All of this comes together in certain behavioural sequences. One of the more obvious occurs with steadiness. If the dog defers to you it will permit you to walk past it to approach the bird. If you defer to the dog it is the dog's choice of who is in control of the locked bird. That this is so can be demonstrated empirically. At one time conventional wisdom was: "That's the dog's bird and he won't let you get near it." We talked about this for years and it gradually began to dawn on me that this was absolute nonsense. If the dog is possessive about the bird why does it bother to point at all?
Is the problem between you and the dog or between anybody and the dog? This is the interesting experiment that changed it all for me. We had a Griffon in NAVHDA that was a hell of a dog but it wouldn't let the owner get past it to flush a bird, when the owner got to the dog the dog took out the bird.
We tried heavy dacron ropes and enormous choke chains... three men on a line to dump the dog when it approached the bird at a dead run. We broke choke chains and wasted a lot of birds to no avail. Didn't make a damned bit of difference.
While setting up this for the fifteenth time, the dog on point on a planted bird and the handler 25 yards behind the dog, I made a mistake, I walked between the dog and the bird and the dog didn't move a muscle... it held the point. I called over a half dozen participants in the clinic and we took turns walking around the dog and around the bird, we did it in groups of five and singly.. every thing we could think of.. dog was rock solid...didn't blink. I signaled the handler, he walked up through the crowd and when he got within ten feet of the dog it broke and took out the bird.

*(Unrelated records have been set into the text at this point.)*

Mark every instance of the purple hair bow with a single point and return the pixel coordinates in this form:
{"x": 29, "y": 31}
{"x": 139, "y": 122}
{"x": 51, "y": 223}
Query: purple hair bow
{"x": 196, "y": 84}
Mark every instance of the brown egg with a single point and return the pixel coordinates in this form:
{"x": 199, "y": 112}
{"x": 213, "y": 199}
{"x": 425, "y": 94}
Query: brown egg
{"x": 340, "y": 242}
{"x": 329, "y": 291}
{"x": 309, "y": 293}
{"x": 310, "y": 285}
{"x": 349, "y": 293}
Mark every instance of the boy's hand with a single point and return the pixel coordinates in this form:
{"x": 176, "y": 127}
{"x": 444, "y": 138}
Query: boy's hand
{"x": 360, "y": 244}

It was obvious that the issue wasn't between the dog and the bird... it was between the dog and the owner. The bird didn't matter but the boss did. After some years of experimentation I finally figured out that the dog wasn't possessive of the game... it refused to surrender control of the situation to another pack member... in this case the dog's owner. I started working on task switching exercises after that and task switching training coupled with walking to heel to correct the deference arrangement started to make a dramatic difference in the steadiness of our experimental dogs.
The system is pretty good today, we can task switch the dog until it is habituated to task switching and it is no longer an emotional issue. Then we work the dog and the handler together in the absence of birds to affirm the ease of task switching and we cure most breaking problems of this type.
The task switching exercises are emphasized and mediated by the owner/trainer's body language. This exercising is done in absolute silence and the dog learns to cue on the trainer's body movements and this determines how the dog responds to the owner when in the presence of birds.
When all of the deference issues and task switching are polished and established steadiness is not a problem... it isn't even an issue. In fact I tend to think of steadiness as something imaginary... there is no steadiness.. the dog is in charge, the dog and the hunter task switch and the dog is backing, not pointing and now the trainer is in charge. Very simple... steadiness with no commands... control the dog with your body language.